The proverbial light went on when he met up with a retailer who sold gasifiers. Gasifiers burn organic materials in an oxygen-restricted environment and produce electricity. They have been in use for a long time as a supplement to expensive diesel fuel. Still, “nobody had thought to use rice husks to run a whole power system.” Rice husks are a big source of waste in Bihar, and it is estimated that 1.8 billion kilograms go into landfills each year, where they produce methane, a dangerous greenhouse gas. So Gyanesh and his partners decided to leverage this fact to solve an intransigent social problem. The result? A rice husk electrical generator that can power a village of about 500 people using about 50 kilograms of rice husks per hour. It’s still early stages, but Husk Power has identified 25,000 sites appropriate for their technology. If this approach scales successfully, it will be huge. It works beautifully within the cultural and ecological framework of India’s rice belt.

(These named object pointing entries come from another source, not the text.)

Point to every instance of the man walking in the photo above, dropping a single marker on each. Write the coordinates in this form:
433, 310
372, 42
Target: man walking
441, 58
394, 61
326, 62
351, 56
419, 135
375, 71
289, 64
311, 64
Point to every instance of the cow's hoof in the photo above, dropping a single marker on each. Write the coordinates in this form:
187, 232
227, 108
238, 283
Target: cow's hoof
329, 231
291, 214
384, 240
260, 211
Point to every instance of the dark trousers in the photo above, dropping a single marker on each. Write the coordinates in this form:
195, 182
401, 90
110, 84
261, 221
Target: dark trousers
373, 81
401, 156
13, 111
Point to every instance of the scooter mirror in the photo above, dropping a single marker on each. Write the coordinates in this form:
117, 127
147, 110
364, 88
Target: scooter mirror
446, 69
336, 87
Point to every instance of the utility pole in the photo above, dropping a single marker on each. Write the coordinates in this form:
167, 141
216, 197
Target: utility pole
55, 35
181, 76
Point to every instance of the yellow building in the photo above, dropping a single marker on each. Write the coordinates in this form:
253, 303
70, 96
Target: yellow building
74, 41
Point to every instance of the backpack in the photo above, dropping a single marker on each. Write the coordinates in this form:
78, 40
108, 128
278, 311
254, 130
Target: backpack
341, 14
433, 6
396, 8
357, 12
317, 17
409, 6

In the past, food was usually re-wrapped in discarded cardboard or newspaper, or your children’s finished homework. Water was drunk from reusable containers. Littering was not such a big deal in these simpler times. Then came foreign companies, new tastes and so-called conveniences, and finally the onslaught of paper cups, plastic water bottles, individually plastic wrapped, single-serving shampoo cachets, and their ilk. Now there is a major littering problem. Similarly, as early as 30 years ago Indians mostly used biodegradable packaging. Chai, that famously delicious sweetened double-milk tea, used to come served in clay cups. The clay, made directly from the soil of India, was said to give the tea a more earthy flavor, and the cups were biodegradable. Throwing them on the ground was of no consequence as the sun would melt the cups back into the earth within days. Then came paper and plastic cups. The clay cups are still used, but only as a niche industry in Kolkata, where local artisans enjoy a sustainable livelihood crafting the cups, and residents appreciate the added flavor, a connection to local production, and a taste of an old tradition.
What happened? Companies with significant economic clout unwittingly introduced unsustainable practices into a traditionally self-reliant culture, and the unintended consequences were culturally, ecologically, and economically destructive. Culture is an important part of sustainability, and cultural facets of an offering increasingly add value to products and services. Local cultures often have built-in systems for sustainability, and getting in touch with these is not just a way to reduce harm, but to find hidden efficiencies, local partners, and unique marketing stories.